= Hugh McGavin =

Canadian politician

Dr. Hugh James McGavin (14 November 1874 - 8 March 1958) was a politician in Manitoba, Canada. He served in the Legislative Assembly of Manitoba from 1927 to 1932, as a member of the Conservative Party.

McGavin was born in Paisley, Ontario, son of James McGavin, a saddler born in Catrine, Ayrshire, Scotland and Elizabeth Wright, born in Glasgow Scotland, daughter of James Wight and Jean Malcolm. He came to Manitoba in 1877.

He received a medical degree from the Manitoba Medical College, and practised as a general physician in Plum Coulee. McGavin was appointed a health officer in 1903, with a stipend of $40 per annum.

Dr. McGavin's motto was "Do all the good you can for as many people as you can for as long as you can."

He was married twice: first in 1907, to Emily Christine Bryans, who died 1918, and then to Ida Nauer shortly following the death of his first wife.

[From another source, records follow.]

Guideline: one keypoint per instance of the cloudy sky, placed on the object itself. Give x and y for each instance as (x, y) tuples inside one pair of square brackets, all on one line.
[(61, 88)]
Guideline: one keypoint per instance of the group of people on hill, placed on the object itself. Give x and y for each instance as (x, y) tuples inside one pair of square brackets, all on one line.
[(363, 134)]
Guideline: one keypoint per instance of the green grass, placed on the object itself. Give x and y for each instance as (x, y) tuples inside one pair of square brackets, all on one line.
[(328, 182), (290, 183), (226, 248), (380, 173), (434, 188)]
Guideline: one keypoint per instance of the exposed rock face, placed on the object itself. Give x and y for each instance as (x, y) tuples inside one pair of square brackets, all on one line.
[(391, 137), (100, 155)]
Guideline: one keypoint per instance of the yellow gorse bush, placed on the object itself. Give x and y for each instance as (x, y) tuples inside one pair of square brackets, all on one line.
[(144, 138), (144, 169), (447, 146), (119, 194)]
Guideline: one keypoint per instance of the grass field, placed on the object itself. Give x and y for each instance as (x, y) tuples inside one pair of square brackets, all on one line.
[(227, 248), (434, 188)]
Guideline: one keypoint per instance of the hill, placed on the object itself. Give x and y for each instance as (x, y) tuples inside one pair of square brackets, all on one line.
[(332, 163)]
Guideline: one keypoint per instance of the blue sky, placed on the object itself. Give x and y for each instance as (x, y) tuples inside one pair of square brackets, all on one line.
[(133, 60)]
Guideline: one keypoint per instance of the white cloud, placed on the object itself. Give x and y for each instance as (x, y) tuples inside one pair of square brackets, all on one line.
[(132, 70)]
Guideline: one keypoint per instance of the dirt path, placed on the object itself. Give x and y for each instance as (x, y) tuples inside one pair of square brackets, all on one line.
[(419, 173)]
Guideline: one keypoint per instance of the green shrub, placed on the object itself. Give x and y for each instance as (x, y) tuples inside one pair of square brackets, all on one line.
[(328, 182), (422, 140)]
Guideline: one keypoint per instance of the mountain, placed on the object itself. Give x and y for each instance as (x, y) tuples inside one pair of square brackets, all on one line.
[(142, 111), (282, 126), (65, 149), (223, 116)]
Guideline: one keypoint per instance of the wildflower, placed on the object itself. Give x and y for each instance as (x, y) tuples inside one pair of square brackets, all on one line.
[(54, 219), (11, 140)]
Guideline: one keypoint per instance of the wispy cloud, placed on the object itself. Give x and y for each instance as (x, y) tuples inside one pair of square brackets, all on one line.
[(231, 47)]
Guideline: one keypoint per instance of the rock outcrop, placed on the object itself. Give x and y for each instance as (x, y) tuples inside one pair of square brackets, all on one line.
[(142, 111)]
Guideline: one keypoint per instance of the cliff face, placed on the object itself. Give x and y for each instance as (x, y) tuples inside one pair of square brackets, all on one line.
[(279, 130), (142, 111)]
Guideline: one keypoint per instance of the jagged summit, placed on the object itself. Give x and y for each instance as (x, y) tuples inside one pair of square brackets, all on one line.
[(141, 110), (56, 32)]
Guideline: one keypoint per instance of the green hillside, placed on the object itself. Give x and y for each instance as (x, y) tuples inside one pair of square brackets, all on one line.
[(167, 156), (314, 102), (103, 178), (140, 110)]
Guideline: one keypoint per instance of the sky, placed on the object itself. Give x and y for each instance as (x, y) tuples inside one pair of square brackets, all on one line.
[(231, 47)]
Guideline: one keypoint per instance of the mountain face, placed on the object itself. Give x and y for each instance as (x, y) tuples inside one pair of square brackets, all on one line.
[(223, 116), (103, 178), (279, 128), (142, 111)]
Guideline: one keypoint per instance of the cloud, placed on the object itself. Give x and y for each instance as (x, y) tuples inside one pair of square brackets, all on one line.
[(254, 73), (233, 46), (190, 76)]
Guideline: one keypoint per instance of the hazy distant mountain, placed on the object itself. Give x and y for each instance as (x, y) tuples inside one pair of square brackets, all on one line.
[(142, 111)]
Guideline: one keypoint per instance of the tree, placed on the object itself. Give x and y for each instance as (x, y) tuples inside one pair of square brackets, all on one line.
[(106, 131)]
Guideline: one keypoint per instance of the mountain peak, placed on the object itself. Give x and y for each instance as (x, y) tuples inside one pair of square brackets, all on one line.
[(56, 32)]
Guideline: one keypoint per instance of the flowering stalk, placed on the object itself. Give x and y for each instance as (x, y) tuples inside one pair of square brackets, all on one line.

He first sought election to the Manitoba legislature in the 1910 provincial election, but lost to Liberal Valentine Winkler by 133 votes in the constituency of Rhineland. When he next ran in the 1927 election, he defeated Progressive candidate J.H. Black by 120 votes in Morden and Rhineland. (Black actually won a plurality of votes on the first count, but was defeated on transfers from the third-place candidate. Manitoba elections were determined by a single transferable ballot in this period.)

The Conservatives formed the official opposition in Manitoba after the 1927 election, and McGavin served as an opposition member for the next five years. In the 1932 campaign, he lost to Liberal-Progressive candidate Cornelius Wiebe by 447 votes.

He died at home in Plum Coulee at the age of 83.